Speaking with New Telegraph, President of MAN, Mansur Ahmed, explained that following the weak FX allocation to the real sector, manufacturers were now adopting a customised approach to manage the limited available forex considering that the shortage would not improve anytime soon. He stated that the situation had posed difficulty for real sector operators and manufacturers. The MAN boss emphasised that manufacturers were still finding it extremely difficult to source FX for importation of raw materials and machinery that are not locally available.

NESG report

However, NESG, in its 2021 Macroeconomic Outlook report, explained that the only way to get out of the wood relating to the country’s FX crisis was to aggressively develop the real sector. NESG, in it’s manufacturing report made available to the media, stated that Nigeria’s manufacturing sector was among the largest in Africa, with numerous opportunities. In the report, NESG explained that the sector had the potential to create jobs and lift millions of Nigerians out of poverty if government addresses the current challenges in the sector, bordering on poor quality of infrastructure, which remains the longest standing problem of the sector in Nigeria, contributing to the high cost of production, bad road networks and inadequate electricity supply. According to NESG in the report, all these make it difficult for businesses to maximise returns and limit operations costs in the sector. The report also maintained that prior to 2020, the sector faced several structural challenges, which have caused many manufacturing firms to shut down, limiting growth and investment inflows into the sector.

Manufacturing as key

NESG, in the report, described the manufacturing sector as one of the six sectors that have the potential to create jobs and reduce poverty in Nigeria. However, for the sector to achieve this, NESG argued that private investment would play a major role. The report pointed out that the closure of land borders in September 2019 reduced informal exports and indirectly affected several manufacturing outfits in Aba, Kano and Lagos. However, Nigeria has numerous favourable conditions for investment, especially in its manufacturing sector. Some of these conditions include large arable land, strategic location in Africa and large market and opportunities presented by AfCFTA. Already, there are several initiatives and interventions in the manufacturing sector, ranging from import restrictions to the establishment of 43 export processing zones, which are currently at different stages of development, according to the Nigerian Export Processing Zones Authority.
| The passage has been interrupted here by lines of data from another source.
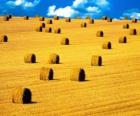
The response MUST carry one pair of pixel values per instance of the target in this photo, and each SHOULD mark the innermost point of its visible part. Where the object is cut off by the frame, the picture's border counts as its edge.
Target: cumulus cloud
(23, 3)
(81, 8)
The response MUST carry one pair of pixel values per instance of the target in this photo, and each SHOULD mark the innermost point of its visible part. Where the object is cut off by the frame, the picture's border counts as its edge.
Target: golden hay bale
(22, 95)
(68, 19)
(41, 19)
(133, 32)
(26, 18)
(107, 45)
(57, 30)
(4, 38)
(30, 58)
(39, 29)
(134, 20)
(6, 18)
(126, 26)
(91, 21)
(46, 73)
(48, 29)
(56, 18)
(100, 33)
(96, 61)
(78, 74)
(54, 59)
(123, 39)
(43, 25)
(65, 41)
(84, 24)
(49, 21)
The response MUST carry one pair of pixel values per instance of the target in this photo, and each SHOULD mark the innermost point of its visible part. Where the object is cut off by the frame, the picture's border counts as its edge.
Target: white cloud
(23, 3)
(63, 12)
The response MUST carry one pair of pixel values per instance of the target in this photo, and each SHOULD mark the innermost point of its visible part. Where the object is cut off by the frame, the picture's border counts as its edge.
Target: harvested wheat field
(110, 89)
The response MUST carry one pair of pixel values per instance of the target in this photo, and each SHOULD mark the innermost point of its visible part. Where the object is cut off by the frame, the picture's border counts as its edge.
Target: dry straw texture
(46, 73)
(48, 29)
(107, 45)
(30, 58)
(100, 34)
(133, 32)
(54, 59)
(22, 95)
(49, 21)
(84, 24)
(96, 61)
(65, 41)
(4, 38)
(126, 26)
(77, 74)
(123, 39)
(57, 30)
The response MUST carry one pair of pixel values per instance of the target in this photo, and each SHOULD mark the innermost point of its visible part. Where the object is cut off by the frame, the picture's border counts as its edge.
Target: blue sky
(72, 8)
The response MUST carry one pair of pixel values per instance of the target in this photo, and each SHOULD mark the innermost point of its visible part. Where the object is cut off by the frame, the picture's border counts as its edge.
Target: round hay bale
(96, 61)
(68, 20)
(91, 21)
(57, 30)
(30, 58)
(54, 59)
(46, 73)
(26, 18)
(133, 32)
(100, 33)
(107, 45)
(48, 29)
(77, 74)
(49, 21)
(56, 18)
(4, 38)
(6, 18)
(134, 20)
(22, 95)
(43, 25)
(65, 41)
(41, 19)
(83, 24)
(123, 39)
(126, 26)
(39, 29)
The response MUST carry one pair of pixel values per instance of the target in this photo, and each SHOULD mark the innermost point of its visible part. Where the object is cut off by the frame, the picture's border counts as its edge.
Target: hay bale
(78, 74)
(100, 34)
(57, 30)
(4, 38)
(134, 20)
(133, 32)
(96, 61)
(39, 29)
(91, 21)
(65, 41)
(48, 29)
(49, 21)
(83, 24)
(22, 95)
(46, 73)
(26, 18)
(68, 20)
(126, 26)
(30, 58)
(107, 45)
(123, 39)
(6, 18)
(41, 19)
(54, 59)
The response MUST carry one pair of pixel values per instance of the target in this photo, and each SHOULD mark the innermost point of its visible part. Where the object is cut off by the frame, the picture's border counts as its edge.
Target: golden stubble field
(112, 89)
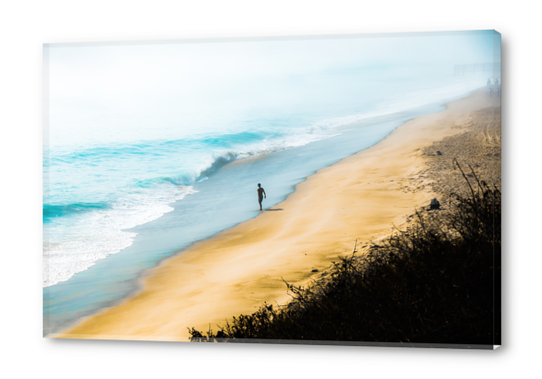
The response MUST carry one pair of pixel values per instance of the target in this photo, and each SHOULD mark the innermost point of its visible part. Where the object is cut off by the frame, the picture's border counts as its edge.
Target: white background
(26, 25)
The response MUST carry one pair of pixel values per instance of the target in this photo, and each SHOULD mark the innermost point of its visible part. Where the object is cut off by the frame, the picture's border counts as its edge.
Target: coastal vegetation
(436, 280)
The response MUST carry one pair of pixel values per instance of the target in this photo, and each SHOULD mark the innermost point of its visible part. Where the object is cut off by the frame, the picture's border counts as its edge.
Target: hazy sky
(90, 85)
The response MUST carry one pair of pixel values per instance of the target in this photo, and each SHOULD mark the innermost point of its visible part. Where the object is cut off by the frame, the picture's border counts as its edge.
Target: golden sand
(359, 198)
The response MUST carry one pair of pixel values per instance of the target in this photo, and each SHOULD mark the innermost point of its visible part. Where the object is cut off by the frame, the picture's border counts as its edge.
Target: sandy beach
(357, 199)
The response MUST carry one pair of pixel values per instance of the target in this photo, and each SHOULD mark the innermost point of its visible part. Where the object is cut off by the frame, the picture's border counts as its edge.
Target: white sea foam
(85, 239)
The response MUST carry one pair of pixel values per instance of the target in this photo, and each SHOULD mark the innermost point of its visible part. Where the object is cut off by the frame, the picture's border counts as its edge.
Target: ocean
(129, 184)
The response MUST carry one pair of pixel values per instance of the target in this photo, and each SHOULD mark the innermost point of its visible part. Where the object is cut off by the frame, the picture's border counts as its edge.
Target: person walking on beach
(261, 195)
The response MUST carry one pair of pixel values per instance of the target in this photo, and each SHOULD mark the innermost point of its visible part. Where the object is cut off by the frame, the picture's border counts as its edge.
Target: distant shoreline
(235, 271)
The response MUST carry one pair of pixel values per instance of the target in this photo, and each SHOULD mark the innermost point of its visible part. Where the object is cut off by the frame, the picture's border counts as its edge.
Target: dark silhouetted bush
(436, 282)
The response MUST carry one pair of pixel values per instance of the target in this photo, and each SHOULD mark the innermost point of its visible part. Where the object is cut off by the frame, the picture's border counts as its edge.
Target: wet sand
(357, 199)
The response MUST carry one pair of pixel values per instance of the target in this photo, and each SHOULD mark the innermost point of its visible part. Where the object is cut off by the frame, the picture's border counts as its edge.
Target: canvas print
(314, 190)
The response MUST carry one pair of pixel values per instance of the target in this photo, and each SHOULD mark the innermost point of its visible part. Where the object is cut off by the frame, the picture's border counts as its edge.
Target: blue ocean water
(128, 192)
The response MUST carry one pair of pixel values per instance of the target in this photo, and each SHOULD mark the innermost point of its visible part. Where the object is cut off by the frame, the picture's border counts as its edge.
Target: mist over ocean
(141, 137)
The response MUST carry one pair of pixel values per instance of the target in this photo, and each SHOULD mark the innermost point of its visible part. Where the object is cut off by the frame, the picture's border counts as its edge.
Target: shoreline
(236, 270)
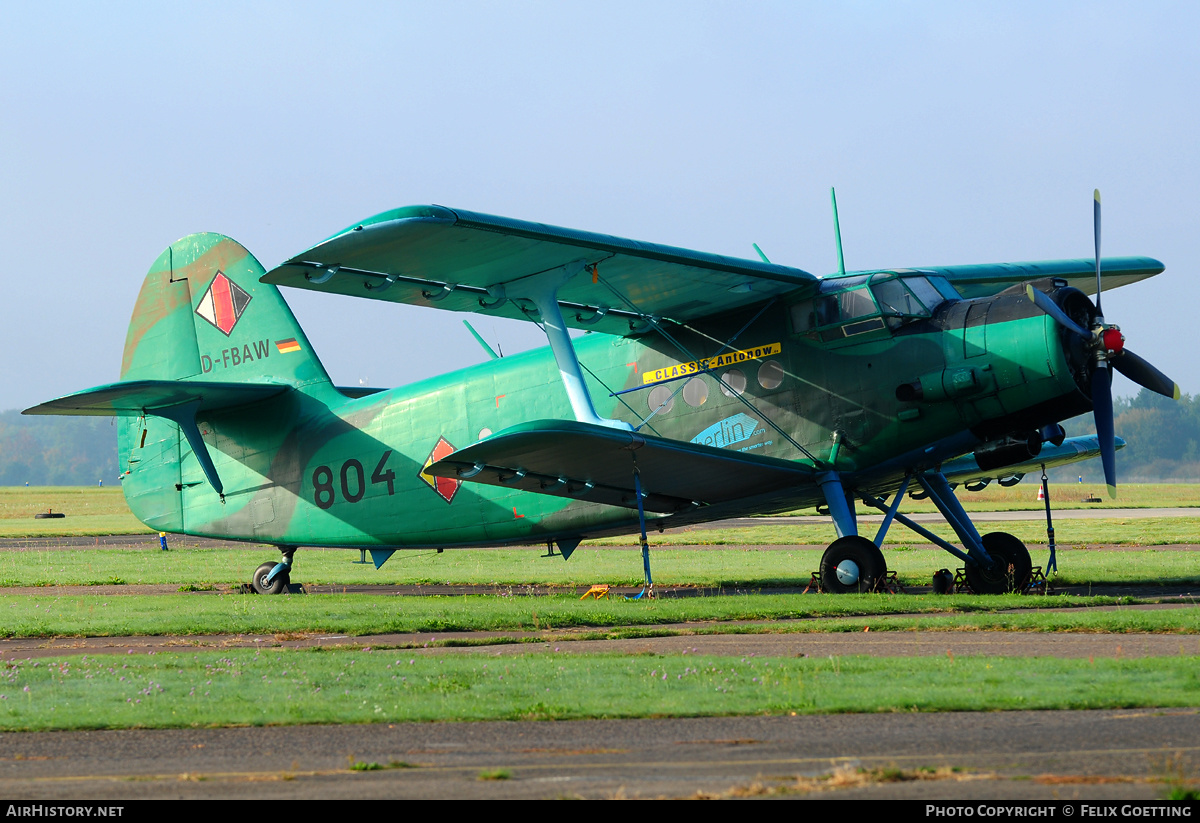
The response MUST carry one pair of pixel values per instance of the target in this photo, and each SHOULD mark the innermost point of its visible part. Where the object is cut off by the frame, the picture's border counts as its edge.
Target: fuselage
(816, 379)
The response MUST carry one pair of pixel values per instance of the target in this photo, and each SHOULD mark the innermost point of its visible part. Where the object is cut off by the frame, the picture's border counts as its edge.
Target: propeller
(1105, 346)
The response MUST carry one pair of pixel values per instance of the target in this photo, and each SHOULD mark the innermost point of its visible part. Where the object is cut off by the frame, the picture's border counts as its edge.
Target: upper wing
(594, 463)
(432, 256)
(983, 280)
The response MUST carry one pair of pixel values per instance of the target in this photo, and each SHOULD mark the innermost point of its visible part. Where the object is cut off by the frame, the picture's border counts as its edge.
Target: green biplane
(703, 388)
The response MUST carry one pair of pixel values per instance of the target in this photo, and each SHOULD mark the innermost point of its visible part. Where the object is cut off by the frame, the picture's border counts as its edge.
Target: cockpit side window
(852, 312)
(895, 299)
(925, 292)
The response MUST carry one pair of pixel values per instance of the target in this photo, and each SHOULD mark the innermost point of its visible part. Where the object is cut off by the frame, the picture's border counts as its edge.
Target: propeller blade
(1102, 408)
(1144, 374)
(1096, 220)
(1043, 301)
The manufacturing sector is made up of 13 sub-sectors, including oil refining; cement; food, beverage and tobacco; textile, apparel and footwear; wood and wood products; pulp, paper and paper products; chemical and pharmaceutical products; non-metallic products; plastic and rubber products; electrical and electronics; basic metal, iron and steel; motor vehicles & assembly and other manufacturing. The sector is dominated by informal players that are mostly micro, small, and medium enterprises.

Last line

With the NESG report, the onus is on the Federal Government and CBN that are managing the country’s fiscal and monetary policies to key into the report and generate more FX for the country via manufacturing.